Jean-Philippe Rameau (1683–1764).

  • Beruf: Clavecinist, Komponist.
  • Residenzen:
  • Beziehung zu Mahler:
  • Korrespondenz mit Mahler:
  • Geboren: 25-09-1683 Dijon, Frankreich.
  • Gestorben: 12-09-1764 Paris, Frankreich.
  • Begraben: Kirche Saint Eustache, Île-de-France, Paris, Frankreich.

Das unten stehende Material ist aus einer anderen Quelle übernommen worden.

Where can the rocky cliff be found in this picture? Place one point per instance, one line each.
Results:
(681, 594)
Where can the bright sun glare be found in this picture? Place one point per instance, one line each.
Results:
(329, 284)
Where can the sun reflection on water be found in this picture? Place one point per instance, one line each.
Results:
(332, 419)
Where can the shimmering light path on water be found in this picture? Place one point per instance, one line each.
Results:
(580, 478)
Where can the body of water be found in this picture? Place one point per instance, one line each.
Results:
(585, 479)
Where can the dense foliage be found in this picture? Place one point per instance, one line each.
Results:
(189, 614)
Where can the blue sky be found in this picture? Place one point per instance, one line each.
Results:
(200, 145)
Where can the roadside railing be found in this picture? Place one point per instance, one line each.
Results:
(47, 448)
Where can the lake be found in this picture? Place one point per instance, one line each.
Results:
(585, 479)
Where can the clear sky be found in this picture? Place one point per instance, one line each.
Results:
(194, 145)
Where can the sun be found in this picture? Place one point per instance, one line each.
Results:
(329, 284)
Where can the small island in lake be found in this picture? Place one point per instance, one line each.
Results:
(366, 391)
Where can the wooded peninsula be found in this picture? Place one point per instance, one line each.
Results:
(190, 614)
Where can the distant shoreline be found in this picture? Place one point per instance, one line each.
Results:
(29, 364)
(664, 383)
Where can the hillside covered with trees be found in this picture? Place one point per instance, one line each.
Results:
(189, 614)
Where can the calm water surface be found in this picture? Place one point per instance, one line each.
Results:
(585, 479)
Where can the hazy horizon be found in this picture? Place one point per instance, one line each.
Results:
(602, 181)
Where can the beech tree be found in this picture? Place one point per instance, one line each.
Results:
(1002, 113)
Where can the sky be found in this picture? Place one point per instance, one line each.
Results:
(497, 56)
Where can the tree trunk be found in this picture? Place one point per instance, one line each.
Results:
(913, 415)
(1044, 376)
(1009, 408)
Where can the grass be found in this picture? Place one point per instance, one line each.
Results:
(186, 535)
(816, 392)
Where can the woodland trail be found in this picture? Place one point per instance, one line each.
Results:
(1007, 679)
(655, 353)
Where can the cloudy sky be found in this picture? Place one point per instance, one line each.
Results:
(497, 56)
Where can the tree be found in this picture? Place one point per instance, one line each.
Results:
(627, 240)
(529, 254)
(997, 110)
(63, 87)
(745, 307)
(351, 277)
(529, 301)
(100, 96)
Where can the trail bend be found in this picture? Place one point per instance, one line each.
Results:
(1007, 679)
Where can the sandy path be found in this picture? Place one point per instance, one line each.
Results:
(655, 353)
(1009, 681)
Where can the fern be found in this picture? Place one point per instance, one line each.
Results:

Jean-Philippe Rameau war einer der wichtigsten französischen Komponisten und Musiktheoretiker des Barock. Er ersetzte Jean-Baptiste Lully als dominanten Komponisten der französischen Oper und gilt neben François Couperin auch als führender französischer Komponist für das Cembalo seiner Zeit. Über Rameaus frühe Jahre ist wenig bekannt, und erst in den 1720er Jahren wurde er mit seiner Abhandlung über Harmonie (1722) als bedeutender Musiktheoretiker und in den folgenden Jahren als Komponist von Meisterwerken für das Cembalo, das im Umlauf war, berühmt in ganz Europa.

Er war fast 50 Jahre alt, bevor er die Opernkarriere begann, auf der sein Ruf heute hauptsächlich beruht. Sein Debüt, Hippolyte et Aricie (1733), sorgte für großes Aufsehen und wurde von den Anhängern von Lullys Musikstil wegen seiner revolutionären Verwendung von Harmonie heftig angegriffen. Trotzdem wurde Rameaus Vorrang auf dem Gebiet der französischen Oper bald anerkannt, und er wurde später als "Establishment" -Komponist von denjenigen angegriffen, die die italienische Oper während der als Querelle des Bouffons bekannten Kontroverse in den 1750er Jahren bevorzugten. Rameaus Musik war Ende des 18. Jahrhunderts aus der Mode gekommen, und erst am 20. wurden ernsthafte Anstrengungen unternommen, um sie wiederzubeleben. Heute genießt er eine erneute Wertschätzung, da seine Musik immer häufiger aufgeführt und aufgenommen wird.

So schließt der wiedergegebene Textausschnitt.